Initial Automatization of Trace Links

ersoykadir commented 1 year ago

Issue Description

We have manually built, graphed and analyzed traces. Now, we need to automate the link and graph creation. So we will create a data structure for software artifacts to store them. Then we will proceed with building traces between the artifacts automatically, via keyword-based and semantic matching.

Step Details

Steps that will be performed:

[x] Download the issue, pr and commit data from github API(beware of the rate limit!) and requirements from github wiki.
[x] Decide on the data structure to store each artifact as a node. (With titles, descriptions and properties)
[x] Parse the github data into the structure.
[x] Create the script to build the trace links between nodes.
- [x] Research and implement a keyword extraction method.
- [x] Use it on software artifacts to extract keywords and search them among other artifacts, aiming to build the traces.
[x] Visualize the results (can be text based for starters, later graphs will be used)

Final Actions

Document the results on wiki.

Deadline of the Issue

03.04.2023 @25.59

codingAku commented 1 year ago

The wiki page for automatization of the graphs are here. Please document your findings.

ersoykadir commented 1 year ago

Initial script for parsing is added to codespace.
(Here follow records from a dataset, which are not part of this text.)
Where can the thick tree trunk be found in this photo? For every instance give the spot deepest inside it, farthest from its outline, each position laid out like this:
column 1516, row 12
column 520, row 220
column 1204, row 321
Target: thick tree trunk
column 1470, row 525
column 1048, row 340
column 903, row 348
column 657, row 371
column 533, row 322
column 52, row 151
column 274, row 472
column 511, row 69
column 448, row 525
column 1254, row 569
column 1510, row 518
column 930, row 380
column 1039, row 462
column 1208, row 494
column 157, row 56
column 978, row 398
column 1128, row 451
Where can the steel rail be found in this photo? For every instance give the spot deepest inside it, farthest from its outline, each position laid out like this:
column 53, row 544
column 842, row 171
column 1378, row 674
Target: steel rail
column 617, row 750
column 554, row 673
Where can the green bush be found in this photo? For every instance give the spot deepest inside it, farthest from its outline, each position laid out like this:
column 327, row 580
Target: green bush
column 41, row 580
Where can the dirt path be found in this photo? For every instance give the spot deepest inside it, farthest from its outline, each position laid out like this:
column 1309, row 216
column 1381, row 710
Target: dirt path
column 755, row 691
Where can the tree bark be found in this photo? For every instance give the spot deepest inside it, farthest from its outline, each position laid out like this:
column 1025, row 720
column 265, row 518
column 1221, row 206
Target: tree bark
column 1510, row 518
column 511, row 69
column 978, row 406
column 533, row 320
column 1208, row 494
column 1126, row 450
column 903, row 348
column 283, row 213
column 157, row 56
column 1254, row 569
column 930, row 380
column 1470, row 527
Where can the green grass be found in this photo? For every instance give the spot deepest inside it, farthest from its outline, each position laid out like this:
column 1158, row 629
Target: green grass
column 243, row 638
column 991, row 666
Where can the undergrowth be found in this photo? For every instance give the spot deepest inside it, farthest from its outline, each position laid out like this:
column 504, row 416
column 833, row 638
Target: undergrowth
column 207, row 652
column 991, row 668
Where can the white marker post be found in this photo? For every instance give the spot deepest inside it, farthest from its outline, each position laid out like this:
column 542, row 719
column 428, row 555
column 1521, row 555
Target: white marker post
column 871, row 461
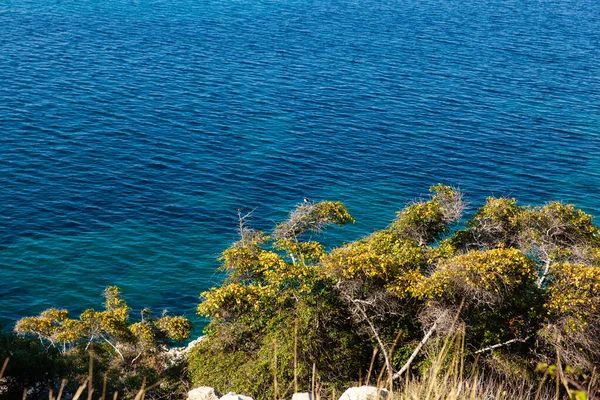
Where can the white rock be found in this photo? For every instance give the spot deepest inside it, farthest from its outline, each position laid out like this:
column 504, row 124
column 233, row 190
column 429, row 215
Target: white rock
column 302, row 396
column 235, row 396
column 364, row 393
column 202, row 393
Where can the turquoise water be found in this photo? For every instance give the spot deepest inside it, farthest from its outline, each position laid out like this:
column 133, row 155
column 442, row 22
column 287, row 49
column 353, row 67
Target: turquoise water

After a meeting with @codingAku to review and refine it, we can proceed with building trace links using the #11's findings. Script basically acquires data through github graphQL API and parses it into a simple node class structure. We need to discuss the details of this node class.

ersoykadir commented 1 year ago

Assumptions(In progress)

Comments and commits are assumed to be less than 100 for now
Requirements taken from wiki manually
Requirement headers ignored for now, should be removed, redundant
- Can be done by checking the req number, if its number of ‘.’ changes it can be header
- Number of dots system might fail if the req numbers are not written properly
  - Check especially the case
```
1.1.2.9. Followers, Follows, My Events, Interest Areas,
1.1.2.10. Interests and Knowledge
**1.1.2.10.1** Users shall identify their interest areas
**1.1.2.10.2** Users shall display their interest areas in their profile pages
```
  - Since last 2 reqs missing ending dot(1.1.2.10.1→1.1.2.10.1.), the method fails!
Issues for practice app are ignored.

How to search?

How do we search with multiple keywords?

First idea is to get all nodes that contain any of the keywords
We can improve this maybe by getting rid of some nodes that only matches single keyword
- This assumption might be helpful on requirements like:
  - Users shall be able to delete or edit their notes.
  - keywords: ['notes', 'edit', 'delete']
  - Not letting delete bring all nodes in this trace is helpful
  - Filter these nodes by getting the nodes that match not only ****delete**** but other keywords as well
    - Maybe do this filtering to keywords that are very frequent, has many matching nodes
      - Define frequent?
    - Maybe filter only specific keywords like ‘create, read, update, delete’(CRUD)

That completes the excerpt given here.